Tag Archives: personal history

Shaping stories

This morning my fellow #ASCD13 attendees and I had the opportunity to hear Supreme Court Justice Sandra Day O’Connor and Maya Angelou. Both were spirited, frank women with amazing experiences and accomplishments in their lifetimes. As Maya Angelou was speaking, I got a text from my 9-year-old daughter saying she missed me and hoping I was having fun. In response, I told her I loved her and missed her, too. I told her that I was listening to a famous author (and so much more) named Maya Angelou, and that I would have to tell her about her when I got home. Sending her that simple message was a powerful moment for me. How do I support my daughters growing into strong, funny, confident women like the ladies I had the privilege of learning from this morning? What are a couple of quick themes I’ll take from the morning conversations as an educator and a mom?

Every person has a history.

Both women were intentional in sharing their their history. O’Connor as a cowgirl on a ranch and Angelou as a toddler taking the train near cross country have evolved into some of the most influential women we’ll ever know. We need children to know and be proud of their history as they grow. As a mom, I have two Ethiopian-born children and two biological children all with their own unique experiences. In our schools, every one of our children has an evolving story impacted by factors that impact their own perceptions and actions. As adults we model the value that history by sharing our own stories, including both successes and times of challenge.

As educators we have a responsibility to honor & respect that history.

My friends and I also discussed what might have happened if these women were consistently told they couldn’t do what they aspired to along the way or didn’t have anyone that gave them an opportunity. What might we all have missed if these women had been totally stifled? Transferring to our current context, what might happen to our students if their stories are not honored and respected? Often we are asked to make decisions about children that simply don’t take these stories into account. Other times our decisions are challenged by those who don’t know a child’s whole story or philosophically believe in one-size-fits all approach with regard to discipline and student learning. Regardless of our role, we simply can’t ascribe to that; we need to shape consciousness of those around us (Fowler) to move this mindset forward.

How have you found ways to honor student stories? How have your tried or seen others worked to promote a philosophical shift to consider those stories as we support our students? Maya Angelou talked about being rainbows in the clouds for each other. Let’s do that for our kids and consider it a great privilege to be part of who they become.

Critical memories: Shaping our practice

This morning I read a blog post by Principal Jimmy Casas. In this post, Jimmy talks about a home visit on which he accompanied his principal earlier in his career and how that’s played out in his current role and philosophy of serving students. You can also follow Jimmy on Twitter; his commitment to his school community and the education community is evident.

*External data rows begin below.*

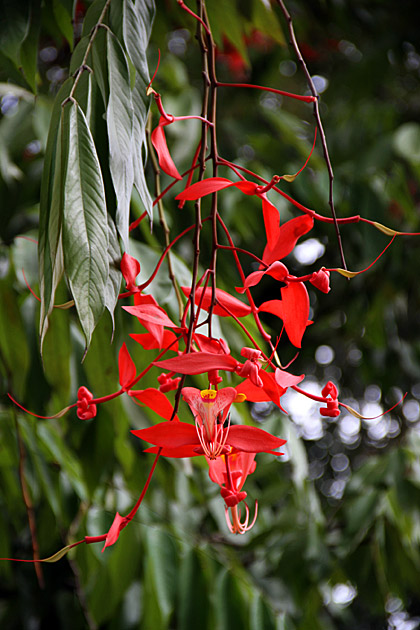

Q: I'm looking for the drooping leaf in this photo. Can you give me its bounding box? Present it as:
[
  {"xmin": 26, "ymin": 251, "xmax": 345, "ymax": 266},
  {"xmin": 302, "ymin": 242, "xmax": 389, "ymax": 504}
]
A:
[
  {"xmin": 150, "ymin": 116, "xmax": 182, "ymax": 179},
  {"xmin": 128, "ymin": 387, "xmax": 178, "ymax": 420},
  {"xmin": 63, "ymin": 102, "xmax": 109, "ymax": 346},
  {"xmin": 38, "ymin": 79, "xmax": 73, "ymax": 351},
  {"xmin": 106, "ymin": 31, "xmax": 134, "ymax": 249},
  {"xmin": 123, "ymin": 0, "xmax": 155, "ymax": 220},
  {"xmin": 263, "ymin": 214, "xmax": 314, "ymax": 265}
]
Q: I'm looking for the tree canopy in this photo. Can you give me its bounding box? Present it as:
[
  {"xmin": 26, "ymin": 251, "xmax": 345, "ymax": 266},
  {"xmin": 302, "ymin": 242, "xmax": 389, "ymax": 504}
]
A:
[{"xmin": 0, "ymin": 0, "xmax": 420, "ymax": 630}]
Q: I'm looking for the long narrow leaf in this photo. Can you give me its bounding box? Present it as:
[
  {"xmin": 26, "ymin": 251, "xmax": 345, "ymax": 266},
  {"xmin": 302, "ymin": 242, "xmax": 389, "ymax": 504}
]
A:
[
  {"xmin": 106, "ymin": 31, "xmax": 134, "ymax": 249},
  {"xmin": 38, "ymin": 79, "xmax": 73, "ymax": 349},
  {"xmin": 63, "ymin": 102, "xmax": 108, "ymax": 346},
  {"xmin": 123, "ymin": 0, "xmax": 155, "ymax": 220}
]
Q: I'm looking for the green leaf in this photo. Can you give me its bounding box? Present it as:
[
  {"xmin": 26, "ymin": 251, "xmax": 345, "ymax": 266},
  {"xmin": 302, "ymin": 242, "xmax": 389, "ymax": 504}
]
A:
[
  {"xmin": 0, "ymin": 274, "xmax": 29, "ymax": 398},
  {"xmin": 20, "ymin": 0, "xmax": 41, "ymax": 93},
  {"xmin": 146, "ymin": 529, "xmax": 178, "ymax": 624},
  {"xmin": 178, "ymin": 548, "xmax": 209, "ymax": 630},
  {"xmin": 43, "ymin": 283, "xmax": 71, "ymax": 409},
  {"xmin": 216, "ymin": 569, "xmax": 248, "ymax": 630},
  {"xmin": 38, "ymin": 79, "xmax": 73, "ymax": 352},
  {"xmin": 63, "ymin": 102, "xmax": 109, "ymax": 347},
  {"xmin": 105, "ymin": 215, "xmax": 122, "ymax": 328},
  {"xmin": 106, "ymin": 31, "xmax": 134, "ymax": 249},
  {"xmin": 252, "ymin": 0, "xmax": 286, "ymax": 46},
  {"xmin": 123, "ymin": 0, "xmax": 155, "ymax": 220}
]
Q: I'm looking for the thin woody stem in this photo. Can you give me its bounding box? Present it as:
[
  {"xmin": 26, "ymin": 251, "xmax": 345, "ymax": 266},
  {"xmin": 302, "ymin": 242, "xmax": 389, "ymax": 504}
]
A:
[
  {"xmin": 13, "ymin": 413, "xmax": 45, "ymax": 589},
  {"xmin": 146, "ymin": 116, "xmax": 184, "ymax": 320},
  {"xmin": 218, "ymin": 216, "xmax": 271, "ymax": 347},
  {"xmin": 199, "ymin": 0, "xmax": 218, "ymax": 337},
  {"xmin": 63, "ymin": 0, "xmax": 111, "ymax": 105},
  {"xmin": 277, "ymin": 0, "xmax": 347, "ymax": 269}
]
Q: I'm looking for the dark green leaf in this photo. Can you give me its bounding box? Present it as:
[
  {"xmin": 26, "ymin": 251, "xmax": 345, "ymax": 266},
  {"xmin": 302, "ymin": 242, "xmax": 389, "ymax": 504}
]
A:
[
  {"xmin": 106, "ymin": 31, "xmax": 134, "ymax": 249},
  {"xmin": 63, "ymin": 102, "xmax": 109, "ymax": 346},
  {"xmin": 38, "ymin": 79, "xmax": 73, "ymax": 350},
  {"xmin": 123, "ymin": 0, "xmax": 155, "ymax": 225}
]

Reading about his experience took me back to a time earlier in my career that shaped my current practice and, really, shaped how I viewed others from that very moment. I was a 6th grade language arts and social studies teacher. In my fourth year of teaching, there was a point mid-fall that one particular student was exhibiting some attention-seeking behavior; at that time, it seemed immature and as his teacher I found it frustrating. I decided it was time to call mom during my prep and ‘tell’ her what I was seeing in the classroom so we could correct his behavior. Fortunately, I paused after telling Mom I had some concerns about behavior. She asked if anyone had shared what was happening at home. No one had, which is a different, disappointing post altogether, so I asked her to share. My student had 4-year-old twin brothers, and Mom shared that one of them was stricken with a cancer that he was not likely to overcome. I vividly remember leaning on the doorway of my classroom on the telephone, appalled that I had jumped to this conclusion that a student was choosing to misbehave when his family was essentially in crisis. Sadly, he did lose his brother in the months that followed.

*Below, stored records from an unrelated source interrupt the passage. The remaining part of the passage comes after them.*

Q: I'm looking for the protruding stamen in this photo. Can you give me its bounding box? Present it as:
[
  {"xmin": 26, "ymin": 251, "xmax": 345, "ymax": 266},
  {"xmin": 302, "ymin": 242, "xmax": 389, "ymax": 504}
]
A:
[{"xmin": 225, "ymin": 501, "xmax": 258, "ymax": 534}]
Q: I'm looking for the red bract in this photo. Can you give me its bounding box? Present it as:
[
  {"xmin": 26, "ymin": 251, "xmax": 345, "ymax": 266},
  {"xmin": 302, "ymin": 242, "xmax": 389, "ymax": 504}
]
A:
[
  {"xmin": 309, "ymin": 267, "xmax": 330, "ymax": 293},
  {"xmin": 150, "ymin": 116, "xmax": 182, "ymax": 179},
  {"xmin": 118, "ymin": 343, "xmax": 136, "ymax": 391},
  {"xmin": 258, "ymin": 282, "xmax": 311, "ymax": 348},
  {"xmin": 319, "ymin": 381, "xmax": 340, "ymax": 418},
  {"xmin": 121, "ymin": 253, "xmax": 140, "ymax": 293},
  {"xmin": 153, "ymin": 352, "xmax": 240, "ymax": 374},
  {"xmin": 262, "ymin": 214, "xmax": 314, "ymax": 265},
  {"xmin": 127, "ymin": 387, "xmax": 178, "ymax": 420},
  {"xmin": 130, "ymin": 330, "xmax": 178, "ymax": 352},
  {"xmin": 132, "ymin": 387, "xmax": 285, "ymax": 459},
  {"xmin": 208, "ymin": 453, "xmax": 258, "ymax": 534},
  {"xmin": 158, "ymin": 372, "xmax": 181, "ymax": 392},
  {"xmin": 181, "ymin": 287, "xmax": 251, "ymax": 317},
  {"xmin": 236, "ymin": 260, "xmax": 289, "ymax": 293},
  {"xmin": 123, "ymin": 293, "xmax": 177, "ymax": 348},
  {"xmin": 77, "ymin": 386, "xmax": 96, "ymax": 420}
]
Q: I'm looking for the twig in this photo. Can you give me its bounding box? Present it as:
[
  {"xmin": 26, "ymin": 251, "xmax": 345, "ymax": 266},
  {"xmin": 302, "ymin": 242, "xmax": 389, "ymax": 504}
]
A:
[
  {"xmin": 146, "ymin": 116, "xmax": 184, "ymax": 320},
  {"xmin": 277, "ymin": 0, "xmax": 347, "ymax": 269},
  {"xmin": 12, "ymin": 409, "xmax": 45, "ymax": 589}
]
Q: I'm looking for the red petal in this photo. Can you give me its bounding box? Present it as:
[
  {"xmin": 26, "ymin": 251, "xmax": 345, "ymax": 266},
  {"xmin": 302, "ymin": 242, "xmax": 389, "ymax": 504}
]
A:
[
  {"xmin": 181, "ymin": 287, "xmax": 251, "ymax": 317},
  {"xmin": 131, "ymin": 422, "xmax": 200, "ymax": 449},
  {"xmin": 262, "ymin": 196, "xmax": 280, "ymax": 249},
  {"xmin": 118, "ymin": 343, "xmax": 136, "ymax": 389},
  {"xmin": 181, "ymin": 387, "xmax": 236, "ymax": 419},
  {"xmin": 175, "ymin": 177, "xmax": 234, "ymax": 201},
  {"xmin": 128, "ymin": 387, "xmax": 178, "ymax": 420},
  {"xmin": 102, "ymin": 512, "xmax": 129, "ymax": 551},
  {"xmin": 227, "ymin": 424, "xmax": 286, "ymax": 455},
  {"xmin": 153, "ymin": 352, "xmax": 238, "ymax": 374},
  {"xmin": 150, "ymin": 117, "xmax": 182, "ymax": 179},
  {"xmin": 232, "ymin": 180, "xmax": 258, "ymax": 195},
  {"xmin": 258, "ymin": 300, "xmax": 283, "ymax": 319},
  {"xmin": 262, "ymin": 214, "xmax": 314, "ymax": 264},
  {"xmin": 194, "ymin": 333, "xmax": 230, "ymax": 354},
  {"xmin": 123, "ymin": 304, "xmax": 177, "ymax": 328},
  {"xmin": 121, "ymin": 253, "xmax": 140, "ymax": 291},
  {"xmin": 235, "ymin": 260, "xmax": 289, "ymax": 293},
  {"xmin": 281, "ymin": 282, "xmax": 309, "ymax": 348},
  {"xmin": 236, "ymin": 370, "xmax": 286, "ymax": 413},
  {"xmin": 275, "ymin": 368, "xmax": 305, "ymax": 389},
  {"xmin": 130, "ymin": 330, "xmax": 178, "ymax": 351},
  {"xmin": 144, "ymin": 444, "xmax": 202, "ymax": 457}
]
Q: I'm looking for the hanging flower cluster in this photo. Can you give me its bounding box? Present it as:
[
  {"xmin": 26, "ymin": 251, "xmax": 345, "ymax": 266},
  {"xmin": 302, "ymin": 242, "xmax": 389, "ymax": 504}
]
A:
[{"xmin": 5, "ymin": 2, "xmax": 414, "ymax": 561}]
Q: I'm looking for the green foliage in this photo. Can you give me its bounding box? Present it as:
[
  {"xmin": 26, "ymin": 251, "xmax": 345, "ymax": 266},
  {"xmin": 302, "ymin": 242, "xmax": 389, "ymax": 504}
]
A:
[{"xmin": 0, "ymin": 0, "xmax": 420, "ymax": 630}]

I was also pregnant with my first child that year, and my team teacher and our classes threw a baby shower for me. My student, G, remembered a yellow flower container that had fallen from my desk and broken months prior. As a gift at the shower, he gave me a yellow candle holder and candle hoping to replace what I had lost. I’ve kept that the past 11 years as a reminder of what he lost and the challenges that are part of our students’ daily lives; I’ve kept it as a reminder that we MUST take time to learn our students’ stories and consider how we can support them rather than punitively punish or prematurely judge. I’ve kept it as a visual cue to keep me from making that mistake again for I still need that reminder from time to time.

Jimmy shared his home visit; I’ve shared my story about G. What moments significantly shaped how you view students, families and your role as an educator?